The results were published in the October 24, 2019 edition of Nature Communications.
“Our findings also show that these post-hypoxic cells have six times the probability of forming lung metastases, suggesting that oxygen starvation enhances their metastatic capabilities,” noted study leader Daniele M. Gilkes, Ph.D., assistant professor of oncology and researcher in the breast and ovarian cancer program of the Johns Hopkins Kimmel Cancer Center.
Gilkes and her team also identified a pattern of genetic expression in post-hypoxic cells that appears to help the cells survive oxidative stress when they enter the bloodstream. Some tumor cells retain parts of this genetic signature as a “hypoxic memory” even after they have been reoxygenated, the researchers found.
“Cancer cells tend to become more aggressive as they adapt to low oxygen levels,” Gilkes said, “but we were surprised to find that cells that were exposed to hypoxia in the primary tumor maintained their aggressive features even when they were reoxygenated in the blood.”
In the future, the unique features of the hypoxic cells might be used as biomarkers to identify patients at risk for metastasis, or might be targeted directly by therapies to prevent or limit metastasis, the research team suggested.
Hypoxia occurs in 90% of solid tumors and is known to have an adverse impact on a patient’s prognosis. However, little is known about how tumor cells change in response to low oxygen. Gilkes said that most research teams — including her own — grow and experiment with tumor cells using the same oxygen concentrations as normal air.
“This is actually a much higher level of oxygen than what is found in our bodies,” Gilkes explained.
“For example, the average concentration of oxygen in breast tissue is on the order of 6% to 8%, whereas solid breast tumors have a gradient of oxygen concentrations that reach much less than 1% oxygen in some regions,” she added.
For their new experiments, designed to capture the changes that occur as normal breast cells become malignant, Gilkes and colleagues developed an experimental system that uses oxygen as a switch to make tumor cells “light up” with a fluorescent marker after they are exposed to low oxygen conditions of 0.5% or less, comparable to the levels measured in human tumors.
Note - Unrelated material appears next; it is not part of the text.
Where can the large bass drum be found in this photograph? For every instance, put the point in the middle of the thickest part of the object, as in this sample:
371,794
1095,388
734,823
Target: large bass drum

The study’s first author and member of Gilkes’ lab, Inês Godet, used this marker to follow the fate of these cells as they multiplied and moved around within 2D and 3D tissue “spheres “ and “mini-organs” created in the laboratory, as well as in live mouse models of breast cancer.
Using fluorescence activated cell sorting to capture red or green (oxygen deprived) breast cancer cells, followed by RNA sequencing, the team found that the expression of many gene products, including integrin alpha 10 (ITGA10) and ceruloplasmin (CP) are induced in cells that experienced hypoxia within tumors, but not in cells exposed to hypoxia in the lab.
Predictor of Survival
The tumor-based hypoxia pattern was also better at predicting the survival of patients free of distant metastases, they concluded after studying similar genetic expression data from primary tumors from more than 1,000 patients with breast cancer.
In fllow-up studies, the researchers want to answer questions whether post-hypoxic tumor cells at metastatic sites are more resistant to chemotherapy than other cells. The also want to understand whether targeting these post-hypoxic cells will be beneficial for treating patients with metastatic cancers.
The study was supported by the National Institutes of Health (NIH), The V Scholar Foundation, Susan G. Komen Foundation, the Jayne Koskinas Ted Giovanis Foundation for Health and Policy, the Cindy Rosencrans Fund for Metastatic Triple-Negative Breast Cancer, the Emerson Collective and the SKCCC Core Grant.
Godet I, Shin YJ, Ju JA, Ye IC, Wang G, Gilkes DM. Fate-mapping post-hypoxic tumor cells reveals a ROS-resistant phenotype that promotes metastasis. Nat Commun. 2019 Oct 24;10(1):4862. doi: 10.1038/s41467-019-12412-1.